Despite the claims of marketing literature, it is not clear that rebranding benefits the customer in any way. In the print environment, every brand, both old and new, lives on indefinitely. The whole purpose of a law library is to retain publications, not discard them because a publisher has launched a new brand. Every new brand on a legal publication becomes just another brand in what is already a large collection of brands, frequently from the same publisher. For that reason alone, nothing distinctive results.
Rebranding in the online environment is easier in that a change in the brand can be immediately reflected in all versions of the product but for what purpose? Online branding also suffers from another problem – brands that have no meaning to a legal researcher. Just what is a product called a “Spectrum” or an “Essentials”? Even worse are products called a “taxnetpro” or the “Works”, the former being incomprehensible and the latter sounding like something on a menu. One can tell that a brand has missed the boat when the publisher has to continually explain what is the content of a product to a customer.
Brands that matter to the customer
In legal publishing, what are the brands that matter to the customer? I would suggest that the ones that really matter are the names of the authors and editors associated with specific content. It is the authors and editors who establish the credibility of a publisher, not the reverse. Other brands that really matter are a handful of product names that have a long history and a critical mass of content that has stood the test of time, like Halsburys or the Canadian Abridgment.

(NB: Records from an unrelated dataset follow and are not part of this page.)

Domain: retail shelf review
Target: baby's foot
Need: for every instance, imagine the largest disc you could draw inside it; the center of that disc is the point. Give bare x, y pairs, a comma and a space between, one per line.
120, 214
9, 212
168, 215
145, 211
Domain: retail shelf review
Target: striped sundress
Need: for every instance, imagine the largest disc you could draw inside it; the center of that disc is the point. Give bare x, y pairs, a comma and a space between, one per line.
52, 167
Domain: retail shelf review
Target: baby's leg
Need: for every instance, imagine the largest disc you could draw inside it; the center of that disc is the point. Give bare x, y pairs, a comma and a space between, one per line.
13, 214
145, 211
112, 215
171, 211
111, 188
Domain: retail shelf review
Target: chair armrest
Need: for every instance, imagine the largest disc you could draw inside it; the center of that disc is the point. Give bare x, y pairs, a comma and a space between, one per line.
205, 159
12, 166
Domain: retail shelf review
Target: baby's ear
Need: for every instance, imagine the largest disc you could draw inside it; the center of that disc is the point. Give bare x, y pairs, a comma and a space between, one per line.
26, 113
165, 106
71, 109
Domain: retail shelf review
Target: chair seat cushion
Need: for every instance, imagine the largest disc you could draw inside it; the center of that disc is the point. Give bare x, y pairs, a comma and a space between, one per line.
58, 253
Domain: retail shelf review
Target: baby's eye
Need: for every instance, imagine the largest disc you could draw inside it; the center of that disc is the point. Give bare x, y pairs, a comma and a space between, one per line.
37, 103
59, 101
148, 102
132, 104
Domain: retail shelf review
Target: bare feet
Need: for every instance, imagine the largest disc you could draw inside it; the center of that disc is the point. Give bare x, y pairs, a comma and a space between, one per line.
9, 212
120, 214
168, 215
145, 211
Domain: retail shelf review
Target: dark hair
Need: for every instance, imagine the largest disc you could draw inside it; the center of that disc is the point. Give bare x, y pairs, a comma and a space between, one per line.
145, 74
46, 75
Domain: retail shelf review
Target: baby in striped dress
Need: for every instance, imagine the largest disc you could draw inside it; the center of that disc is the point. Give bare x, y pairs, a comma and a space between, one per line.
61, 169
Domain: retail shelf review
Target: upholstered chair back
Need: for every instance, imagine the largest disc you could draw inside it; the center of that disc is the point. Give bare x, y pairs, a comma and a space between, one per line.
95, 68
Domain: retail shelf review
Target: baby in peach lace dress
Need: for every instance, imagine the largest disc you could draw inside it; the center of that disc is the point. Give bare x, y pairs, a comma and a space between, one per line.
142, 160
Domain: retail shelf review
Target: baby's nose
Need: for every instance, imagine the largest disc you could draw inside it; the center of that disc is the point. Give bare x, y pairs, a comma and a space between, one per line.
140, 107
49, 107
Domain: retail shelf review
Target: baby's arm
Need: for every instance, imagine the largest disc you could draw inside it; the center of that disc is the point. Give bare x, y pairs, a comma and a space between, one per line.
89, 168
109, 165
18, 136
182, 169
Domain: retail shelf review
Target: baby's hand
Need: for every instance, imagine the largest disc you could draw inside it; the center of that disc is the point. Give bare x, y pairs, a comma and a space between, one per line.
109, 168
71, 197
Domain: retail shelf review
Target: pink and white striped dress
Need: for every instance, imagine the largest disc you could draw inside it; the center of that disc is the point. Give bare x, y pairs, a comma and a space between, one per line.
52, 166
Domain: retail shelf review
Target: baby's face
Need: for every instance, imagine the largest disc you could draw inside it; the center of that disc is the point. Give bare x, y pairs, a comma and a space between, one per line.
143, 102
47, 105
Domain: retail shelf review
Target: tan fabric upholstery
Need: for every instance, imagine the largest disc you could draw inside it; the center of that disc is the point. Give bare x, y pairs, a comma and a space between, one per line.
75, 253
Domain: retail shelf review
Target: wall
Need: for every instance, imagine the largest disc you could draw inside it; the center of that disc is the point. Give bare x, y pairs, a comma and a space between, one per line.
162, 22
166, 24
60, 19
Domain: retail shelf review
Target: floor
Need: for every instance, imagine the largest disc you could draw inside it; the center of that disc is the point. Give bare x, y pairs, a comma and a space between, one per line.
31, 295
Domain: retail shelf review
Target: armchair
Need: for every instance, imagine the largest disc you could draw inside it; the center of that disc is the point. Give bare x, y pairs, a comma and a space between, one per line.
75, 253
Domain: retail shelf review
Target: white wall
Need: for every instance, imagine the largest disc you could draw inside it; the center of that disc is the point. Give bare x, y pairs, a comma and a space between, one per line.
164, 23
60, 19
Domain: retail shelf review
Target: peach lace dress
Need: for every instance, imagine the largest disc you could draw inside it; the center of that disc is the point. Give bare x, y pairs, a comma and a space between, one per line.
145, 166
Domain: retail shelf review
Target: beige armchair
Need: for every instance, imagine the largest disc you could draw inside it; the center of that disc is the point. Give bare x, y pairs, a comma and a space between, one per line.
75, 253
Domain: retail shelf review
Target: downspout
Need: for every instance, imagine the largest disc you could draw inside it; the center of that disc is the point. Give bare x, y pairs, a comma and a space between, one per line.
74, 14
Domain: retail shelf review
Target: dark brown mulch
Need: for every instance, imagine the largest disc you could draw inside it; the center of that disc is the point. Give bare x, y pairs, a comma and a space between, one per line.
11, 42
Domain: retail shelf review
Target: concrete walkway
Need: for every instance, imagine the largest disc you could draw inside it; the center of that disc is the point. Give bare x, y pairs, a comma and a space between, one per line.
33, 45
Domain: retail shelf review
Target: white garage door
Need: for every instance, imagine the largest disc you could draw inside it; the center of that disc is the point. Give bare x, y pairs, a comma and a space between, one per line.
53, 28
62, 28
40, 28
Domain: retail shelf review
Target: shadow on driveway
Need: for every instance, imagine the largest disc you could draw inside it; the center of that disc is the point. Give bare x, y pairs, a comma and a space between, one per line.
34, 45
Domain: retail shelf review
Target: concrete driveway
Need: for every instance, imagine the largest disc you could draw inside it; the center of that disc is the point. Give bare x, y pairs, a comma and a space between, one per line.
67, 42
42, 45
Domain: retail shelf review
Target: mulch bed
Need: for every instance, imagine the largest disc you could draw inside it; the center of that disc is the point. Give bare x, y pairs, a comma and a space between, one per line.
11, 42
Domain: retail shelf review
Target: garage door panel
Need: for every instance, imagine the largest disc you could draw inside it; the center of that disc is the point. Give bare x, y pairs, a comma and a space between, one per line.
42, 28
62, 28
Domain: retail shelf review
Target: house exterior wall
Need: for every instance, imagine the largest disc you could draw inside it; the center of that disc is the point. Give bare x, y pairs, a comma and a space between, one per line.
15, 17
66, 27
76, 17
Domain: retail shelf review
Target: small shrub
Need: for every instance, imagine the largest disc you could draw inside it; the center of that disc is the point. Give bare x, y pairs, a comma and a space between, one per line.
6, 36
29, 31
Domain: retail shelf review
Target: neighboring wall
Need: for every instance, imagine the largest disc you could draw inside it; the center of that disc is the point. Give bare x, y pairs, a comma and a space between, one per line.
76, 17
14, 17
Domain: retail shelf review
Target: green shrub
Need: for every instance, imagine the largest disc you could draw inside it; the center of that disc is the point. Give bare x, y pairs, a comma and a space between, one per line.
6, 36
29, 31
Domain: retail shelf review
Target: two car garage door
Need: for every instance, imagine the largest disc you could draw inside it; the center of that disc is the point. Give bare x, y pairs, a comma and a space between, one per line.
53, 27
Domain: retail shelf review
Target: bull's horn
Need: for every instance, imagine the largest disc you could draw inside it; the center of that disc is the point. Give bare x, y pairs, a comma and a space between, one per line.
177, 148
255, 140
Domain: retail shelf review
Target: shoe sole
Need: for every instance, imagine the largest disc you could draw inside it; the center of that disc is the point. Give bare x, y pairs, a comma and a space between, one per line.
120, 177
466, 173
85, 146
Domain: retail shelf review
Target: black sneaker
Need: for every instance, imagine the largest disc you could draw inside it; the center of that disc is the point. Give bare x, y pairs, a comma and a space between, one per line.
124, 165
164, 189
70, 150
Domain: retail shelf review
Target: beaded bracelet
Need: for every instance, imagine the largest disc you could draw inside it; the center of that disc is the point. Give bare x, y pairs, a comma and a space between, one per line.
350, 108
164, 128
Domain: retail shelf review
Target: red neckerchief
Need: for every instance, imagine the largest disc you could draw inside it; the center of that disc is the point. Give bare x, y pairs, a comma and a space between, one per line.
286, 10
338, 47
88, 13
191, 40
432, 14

Brands that matter less to the customer are the names of legal publishing businesses, and especially the names of the conglomerates that own them. To the legal profession, the reputation of a legal publisher is based on the quality of its publishing program and not on promotional pieces with glowing adjectives about the publisher that appear everywhere in advertisements. It is well known that new graduates from law schools typically have no idea as to which company publishes which product by the time they graduate and have no interest in finding out. However, they do know which print and online products they found useful in conducting legal research.
Knowing customer needs and wants
From a customer’s perspective, the reality is that “rebranding” costs money, usually lots of money, and that the customers ultimately pay for it as the cost of each rebranding exercise is added to the price of every product. Every new logo, every new sign on a building, every new display at a conference, is paid for by the customers and no one else. In the circumstances, it should be reasonable for rebranding to benefit the customer. It would help everyone involved in legal research if the marketing executives that make the decisions on rebranding actually knew and understood what the customer feels is important and act accordingly. Rebranding decisions are too important to be left to professional marketers.
Gary, I think that from a law librarian’s perspective, if rebranding is not combined with improvements in content and or customer service, it’s not going to change the librarians’ views on the product. For example: I like that WestlaweCarswell is now Westlaw Canada but that won’t make me use the product more than I was using it before this change. Unless rebranding also involves some serious changes, it won’t affect the resources I choose to use in my research.
Gary has spent a lifetime studying Machiavelli and, in like manner as the Master, rebranded himself as market conditions required. I assume the most recent stance opposing rebranding is in itself merely a form of clandestine rebranding by the apprentice.
Either way I still enjoy the Rodriguez brand!